Menkumham Sebut Napi Korupsi Tak Perlu Dibui di Nusakambangan

Menkumham menilai napi kasus korupsi tak masuk dalam kategori napi dengan risiko tinggi atau highrisk.

oleh Fachrur Rozie diperbarui 18 Jun 2019, 13:27 WIB
Diterbitkan 18 Jun 2019, 13:27 WIB
Menkumham Raker dengan DPR Bahas RKAKL dan RKP Tahun 2020
Menteri Hukum dan HAM Yasonna Laoly saat mengikuti rapat kerja dengan Komisi III DPR, di Kompleks Parlemen Senayan, Jakarta, Kamis (13/6). Raker membahas pendahuluan RKA-KL dan Rencana Kerja Pemerintah (RKP) Kementerian Hukum dan HAM tahun 2020. (Liputan6.com/Johan Tallo)

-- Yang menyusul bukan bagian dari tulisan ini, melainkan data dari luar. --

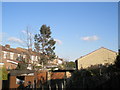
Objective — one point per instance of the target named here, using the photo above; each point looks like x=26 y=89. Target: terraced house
x=11 y=56
x=101 y=56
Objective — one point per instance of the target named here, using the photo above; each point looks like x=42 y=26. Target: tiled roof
x=96 y=50
x=19 y=50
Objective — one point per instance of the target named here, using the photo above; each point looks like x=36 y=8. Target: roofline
x=96 y=50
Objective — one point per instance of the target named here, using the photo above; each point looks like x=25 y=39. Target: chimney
x=7 y=46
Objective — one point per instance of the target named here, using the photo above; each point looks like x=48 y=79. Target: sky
x=78 y=27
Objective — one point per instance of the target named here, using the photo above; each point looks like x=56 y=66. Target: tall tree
x=45 y=44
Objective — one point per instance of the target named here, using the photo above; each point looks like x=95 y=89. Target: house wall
x=100 y=56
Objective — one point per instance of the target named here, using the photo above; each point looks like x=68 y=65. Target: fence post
x=56 y=87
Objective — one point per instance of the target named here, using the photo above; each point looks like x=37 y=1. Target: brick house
x=10 y=56
x=101 y=56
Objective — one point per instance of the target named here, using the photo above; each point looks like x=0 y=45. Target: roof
x=19 y=72
x=97 y=50
x=19 y=50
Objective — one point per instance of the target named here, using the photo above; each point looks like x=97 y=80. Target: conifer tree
x=45 y=44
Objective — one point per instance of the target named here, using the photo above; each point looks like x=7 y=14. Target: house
x=101 y=56
x=11 y=56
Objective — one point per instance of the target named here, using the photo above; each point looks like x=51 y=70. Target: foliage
x=45 y=44
x=3 y=73
x=22 y=65
x=70 y=65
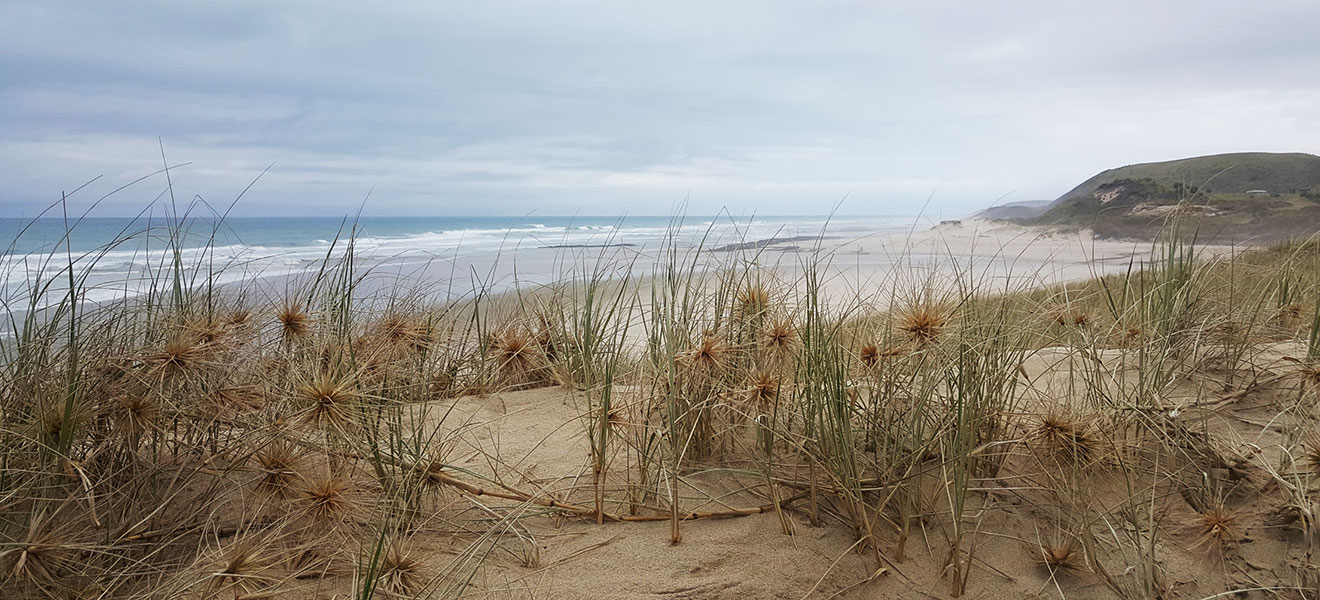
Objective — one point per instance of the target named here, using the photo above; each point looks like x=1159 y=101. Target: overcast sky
x=598 y=108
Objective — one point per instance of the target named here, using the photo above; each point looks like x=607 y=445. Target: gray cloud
x=603 y=107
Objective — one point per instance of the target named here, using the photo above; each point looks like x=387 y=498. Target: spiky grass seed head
x=293 y=322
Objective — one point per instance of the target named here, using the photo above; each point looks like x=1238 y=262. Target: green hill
x=1242 y=197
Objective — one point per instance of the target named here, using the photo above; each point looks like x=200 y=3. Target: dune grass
x=206 y=441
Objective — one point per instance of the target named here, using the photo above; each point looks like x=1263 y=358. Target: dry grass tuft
x=41 y=557
x=400 y=571
x=923 y=322
x=293 y=322
x=279 y=463
x=515 y=350
x=1217 y=526
x=1065 y=437
x=242 y=563
x=326 y=497
x=710 y=355
x=1059 y=555
x=135 y=414
x=1072 y=318
x=329 y=400
x=764 y=388
x=181 y=355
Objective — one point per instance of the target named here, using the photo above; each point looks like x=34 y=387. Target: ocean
x=120 y=257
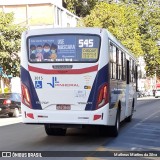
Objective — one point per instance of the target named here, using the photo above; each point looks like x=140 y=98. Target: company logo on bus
x=55 y=83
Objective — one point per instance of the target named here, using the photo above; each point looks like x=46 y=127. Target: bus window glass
x=114 y=54
x=63 y=48
x=111 y=52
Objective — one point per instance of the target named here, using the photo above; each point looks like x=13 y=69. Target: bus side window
x=112 y=61
x=123 y=66
x=119 y=65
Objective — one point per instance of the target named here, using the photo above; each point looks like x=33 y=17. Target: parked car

Liputan6.com, Jakarta - Menteri Hukum dan HAM Yasonna Hamonangan Laoly mengatakan, napi kasus korupsi seharusnya tidak perlu dipenjara di lapas berpengamanan supermaksimum, seperti di Nusakambangan. Narapidana kasus korupsi tak masuk dalam kategori napi dengan risiko tinggi atau highrisk. 

"Saya mengatakan begini, di Nusakambangan itu kita menempatkan memang lapas-lapas yang highrisk. Lapas supermaximum security. Napi-napi koruptor bukanlah napi kategori highrisk yang memerlukan supermaximum security. Jadi itu persoalannya," ujar Yasonna di kantornya, Rasuna Said, Jakarta Selatan, Selasa (18/6/2019).

Dia mengatakan, pimpinan Komisi Pemberantasan Korupsi (KPK) sudah memantau langsung Lapas Nusakambangan yang diperuntukkan bagi narapidana kasus korupsi. Pemantauan itu dilakukan bersama dengan Dirjen PAS.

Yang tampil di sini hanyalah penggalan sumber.